ANOVAs were performed on percent correct (arc sine transformed) for all four testing sessions. There were significant main effects of Test Session (F(3,93) = 42.84, p < .0001, ηp2 = .2124) – accuracy improved with learning, and of Iconicity (F(1,31) = 133.72, p < .0001, ηp2 = .2164) – accuracy was higher for iconic signs. There was also a significant interaction between Test Session and Iconicity (F(3,93) = 141.54, p < .0001, ηp2 = .092) – accuracy between sessions improved more for non-iconic signs than for iconic signs.
Word-sign matching task: hearing learners
Table 3 provides the means and standard deviations for accuracy and response times for the matching task for the hearing learners. ANOVAs were performed on the RTs and accuracy (arc sine transformed) for all trials. The accuracy results are illustrated in Figure 2A. Overall, participants were more accurate after learning, indicated by a significant main effect of Learning, F(1,31) = 856.46, p < .0001, ηp2 = .2058). Participants were also less accurate in making match decisions, indicated by a significant main effect of Matching, F(1,31) = 151.28, p < .0001, ηp2 = .1077). Participants were more accurate for iconic signs, indicated by a main effect of Iconicity, F(1,31) = 801.09, p < .0001, ηp2 = .1623). There were also several significant two-way interactions that modulated these main effects. There was an interaction between Learning and Matching (F(1,31) = 117.67, p < .0001, ηp2 = .0928) – accuracy increased more for match than for no-match trials after learning. There was an interaction between Learning and Iconicity (F(1,31) = 602.19, p < .0001, ηp2 = .1353) – accuracy increased more for non-iconic than iconic signs as a function of learning. There was an interaction between Matching and Iconicity (F(1,31) = 141.65, p < .0001, ηp2 = .095) – for non-iconic signs, participants were less accurate for match than no-match decisions, a difference that was not observed for iconic signs. Finally, there was a significant three-way interaction between Learning, Matching, and Iconicity (F(1,31) = 124.42, p < .0001, ηp2 = .0835). As can be seen in Figure 2A, this three-way interaction was due to non-iconic signs showing the greatest improvement in accuracy for match decisionsFootnote 3.

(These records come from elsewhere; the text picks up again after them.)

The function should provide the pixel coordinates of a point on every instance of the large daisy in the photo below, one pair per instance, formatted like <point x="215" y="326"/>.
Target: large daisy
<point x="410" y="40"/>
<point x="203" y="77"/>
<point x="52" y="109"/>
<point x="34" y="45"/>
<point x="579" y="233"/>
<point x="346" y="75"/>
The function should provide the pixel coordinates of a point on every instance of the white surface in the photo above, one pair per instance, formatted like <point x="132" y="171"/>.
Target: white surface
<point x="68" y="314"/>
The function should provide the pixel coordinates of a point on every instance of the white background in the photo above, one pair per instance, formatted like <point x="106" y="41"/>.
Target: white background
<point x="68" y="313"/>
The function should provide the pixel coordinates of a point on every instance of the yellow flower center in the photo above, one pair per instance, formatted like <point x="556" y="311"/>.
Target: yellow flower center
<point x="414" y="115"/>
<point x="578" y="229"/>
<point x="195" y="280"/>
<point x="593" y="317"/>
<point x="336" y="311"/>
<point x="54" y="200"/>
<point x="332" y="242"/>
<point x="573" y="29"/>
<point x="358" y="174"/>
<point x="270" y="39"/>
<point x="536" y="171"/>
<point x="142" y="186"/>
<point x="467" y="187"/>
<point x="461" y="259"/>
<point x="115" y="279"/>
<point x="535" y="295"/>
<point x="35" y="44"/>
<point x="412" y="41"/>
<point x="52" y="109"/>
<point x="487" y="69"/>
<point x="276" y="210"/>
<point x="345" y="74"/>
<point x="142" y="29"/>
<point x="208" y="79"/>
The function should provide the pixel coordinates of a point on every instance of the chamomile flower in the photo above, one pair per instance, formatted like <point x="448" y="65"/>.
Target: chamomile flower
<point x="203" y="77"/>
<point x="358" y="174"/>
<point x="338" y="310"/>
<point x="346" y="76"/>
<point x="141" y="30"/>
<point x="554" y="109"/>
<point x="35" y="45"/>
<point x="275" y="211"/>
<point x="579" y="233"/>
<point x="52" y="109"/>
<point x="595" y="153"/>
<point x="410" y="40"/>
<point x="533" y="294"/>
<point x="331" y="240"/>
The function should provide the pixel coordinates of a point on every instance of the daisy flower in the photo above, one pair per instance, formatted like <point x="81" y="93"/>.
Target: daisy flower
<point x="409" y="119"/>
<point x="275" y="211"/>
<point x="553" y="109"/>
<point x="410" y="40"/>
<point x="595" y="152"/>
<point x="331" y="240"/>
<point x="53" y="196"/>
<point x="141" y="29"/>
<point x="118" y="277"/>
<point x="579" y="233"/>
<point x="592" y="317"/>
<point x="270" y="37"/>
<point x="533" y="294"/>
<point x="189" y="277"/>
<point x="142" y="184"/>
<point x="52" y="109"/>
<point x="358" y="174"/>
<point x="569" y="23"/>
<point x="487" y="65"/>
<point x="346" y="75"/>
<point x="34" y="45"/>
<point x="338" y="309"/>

Means (M) and standard deviations (SD) for accuracy and reaction times for the word-sign matching task for the hearing learners. Note that 50% accuracy represents chance.
A) Hearing learners matching accuracy (and standard error bars) for the word-sign matching task. B) Hearing learners mean RTs in ms (and standard error bars) for the word-sign matching task.
The RT results are shown in Figure 2B. RTs were trimmed so that trials outside the typical range did not affect the results (> 2.5 standard deviations from the mean for all trials). There was a significant main effect of Learning (F(1, 31) = 74.38, p < .0001, ηp2 = .2928) – participants were faster after learning, and there was a significant main effect of Matching (match vs. no-match conditions) (F(1,31) = 13.95, p = .0008, ηp2 = .0062) – participants made slower decisions in the match condition compared to the no-match condition. There was also a significant main effect of Iconicity (F(1,31) = 284.8, p < .0001, ηp2 = .1525) – participants responded faster for iconic signs compared to non-iconic signs. There were also several significant two-way interactions that modulated these main effects. Learning interacted with Iconicity (F(1,31) = 135.76, p < .0001, ηp2 = .0465) – participants’ RTs were faster after learning, with a greater decrease for non-iconic signs (521 ms versus 224 ms). In addition, Matching interacted with Iconicity (F(1,31) = 57.47, p < .0001, ηp2 = .0093) – for non-iconic signs, RTs were slower for match trials compared to no-match trials, but for iconic signs, there was no difference between match and no-match trials. There was also a three-way interaction between Learning, Matching, and Iconicity (F(1,31) = 6.51, p = .0159, ηp2 = .0008). As can be seen in Figure 2B, RTs for match and no-match trials with iconic signs were similar before and after learning, but for non-iconic signs, the difference between match and no-match decisions decreased after learning.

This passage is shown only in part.